The invention relates generally to cardiac pacers, and more particularly to means for preventing crosstalk between bipolar pacer leads.
There are two major pumping chambers in the heart, the left and right ventricles. Simultaneously contracting, these chambers expel blood into the aorta and the pulmonary artery. Blood enters the ventricles from the left and right atria, respectively. The contractions arise from a wave of electrical excitation which begins in the right atrium and spreads to the left atrium. The excitation enters the atrio-ventricular (AV) node which delays its passage via the bundle of His into the ventricles. The atria contract in a separate action which precedes the major ventricular contraction by an interval of about 100 milliseconds (ms), known as the AV delay. Atrial contractions begin every 400-1,000 ms at a steady metabolically determined frequency known as the "sinus" rate, which increases with exercise, the AV delay being foreshortened at higher rates.
Electrical signals corresponding to the contractions appear in the electrocardiogram. A signal known as the P-wave accompanies atrial contraction while a signal known as the QRS complex, with a predominant R-wave, accompanies the ventricular contraction. The P and R-waves can be reliably detected as timing signals by electrical leads in contact with the respective heart chambers.
The typical implanted cardiac pacer operates by producing stimulation pulses to supply missing excitation via an insulated wire (or "pacing lead") terminating distally in an electrode attached to the right ventricle. The R-wave can be sensed by the same lead to inhibit or trigger stimulation or to restart a timing interval as in "demand" pacing. An additional lead contacts the atrium to sense P-waves, if desired. Pacers whose ventricular stimulation is timed from the sensing of a P-wave are referred to as AV synchronous or "physiological" pacers since they preserve the natural sinus rate as well as the normal sequence of contractions. In AV sequential pacers, sometimes the atrial lead is also used for atrial stimulation. Examples of physiological AV sequential pacers or "double demand" pacers in which the atrial and ventricular leads can both stimulate and sense are shown in pending U.S. Patent Application Ser. No. 153,422 entitled "Ventricular Inhibited Cardiac Pacer" filed May 27, 1980 and U.S. Patent Application Ser. No. 207,003 entitled "Multi-Mode Microprocessor Based Programmable Cardiac Pacer" filed Nov. 14, 1980, both assigned to the assignee of the present application, and incorporated herein by reference in their entirety.

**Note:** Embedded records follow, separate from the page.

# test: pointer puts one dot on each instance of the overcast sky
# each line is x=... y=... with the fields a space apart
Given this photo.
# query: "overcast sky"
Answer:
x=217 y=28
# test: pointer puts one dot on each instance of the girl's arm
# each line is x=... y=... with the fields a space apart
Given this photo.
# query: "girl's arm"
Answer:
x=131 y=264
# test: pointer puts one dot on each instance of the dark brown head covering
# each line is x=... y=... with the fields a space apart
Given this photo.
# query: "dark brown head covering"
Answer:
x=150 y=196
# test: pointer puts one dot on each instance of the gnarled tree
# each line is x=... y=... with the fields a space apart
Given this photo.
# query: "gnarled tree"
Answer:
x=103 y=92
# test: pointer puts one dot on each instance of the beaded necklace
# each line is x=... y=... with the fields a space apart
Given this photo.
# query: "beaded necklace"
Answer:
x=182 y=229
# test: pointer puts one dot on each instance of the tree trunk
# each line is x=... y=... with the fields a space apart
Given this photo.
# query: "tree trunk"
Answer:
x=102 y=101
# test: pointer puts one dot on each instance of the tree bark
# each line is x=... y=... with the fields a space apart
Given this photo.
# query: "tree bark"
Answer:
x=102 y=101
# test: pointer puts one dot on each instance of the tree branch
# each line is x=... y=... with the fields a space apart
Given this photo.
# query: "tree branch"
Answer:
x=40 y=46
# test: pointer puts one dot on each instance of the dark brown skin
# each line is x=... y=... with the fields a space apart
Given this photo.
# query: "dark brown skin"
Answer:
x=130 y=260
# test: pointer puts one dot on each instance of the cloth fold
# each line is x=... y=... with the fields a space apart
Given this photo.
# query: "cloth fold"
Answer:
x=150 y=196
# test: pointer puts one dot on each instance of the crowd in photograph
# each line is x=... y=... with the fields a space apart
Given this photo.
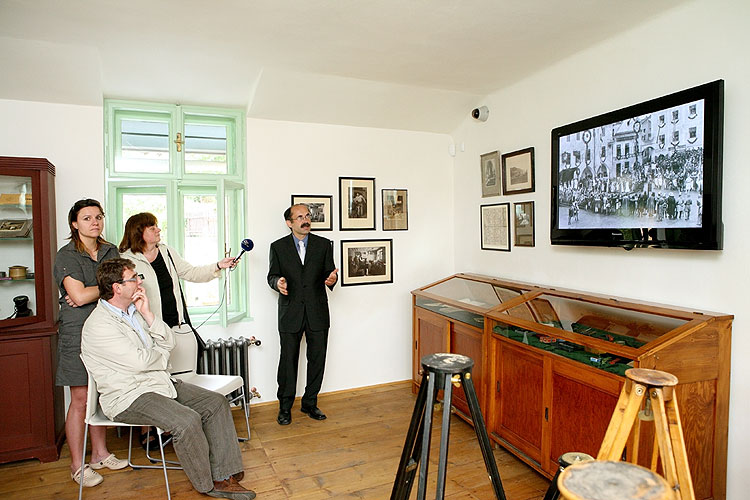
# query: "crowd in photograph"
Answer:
x=664 y=190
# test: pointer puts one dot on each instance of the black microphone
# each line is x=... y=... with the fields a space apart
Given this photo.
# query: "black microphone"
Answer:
x=247 y=245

There are two basic types of electrode systems used in pacing leads. Unipolar leads terminate distally in a single electrode (cathode) and employ the case of the pulse generator itself, or a conductive plate on the case, as the return electrode or ground (anode). Bipolar pacing leads, on the other hand, terminate distally in two spaced insulated electrodes connected to the pulse generator through respective wires in the pacing lead. Thus, each bipolar lead carries a positive and negative electrode for the respective chamber, and the case is not designed to form a part of the electrical circuit in this configuration.
In an AV sequential bipolar lead pacing system, bipolar pacing leads extend into the right atrium and right ventricle. In a pacer having a common ground connection, the two positive electrodes on the respective bipolar leads are tied together electrically. This shared ground connection can present crosstalk problems in both sensing and stimulation when each bipolar lead is in a different heart chamber. This is an extremely important problem to solve for physiological pacers which provide bipolar stimulation and sensing for both heart chambers with the same implanted pacer powered by a single battery.
One of the ways previously used to accomplish some measure of isolation between bipolar leads is to employ a transformer to couple the output stage of the pacing circuit to one of the leads to isolate the bipolar lead electrodes from each other. This approach, however, has only been practical when sensing is done only on one channel. In addition, it has the serious drawback of adding a relatively bulky inefficient component to the otherwise miniaturized pacer electronics.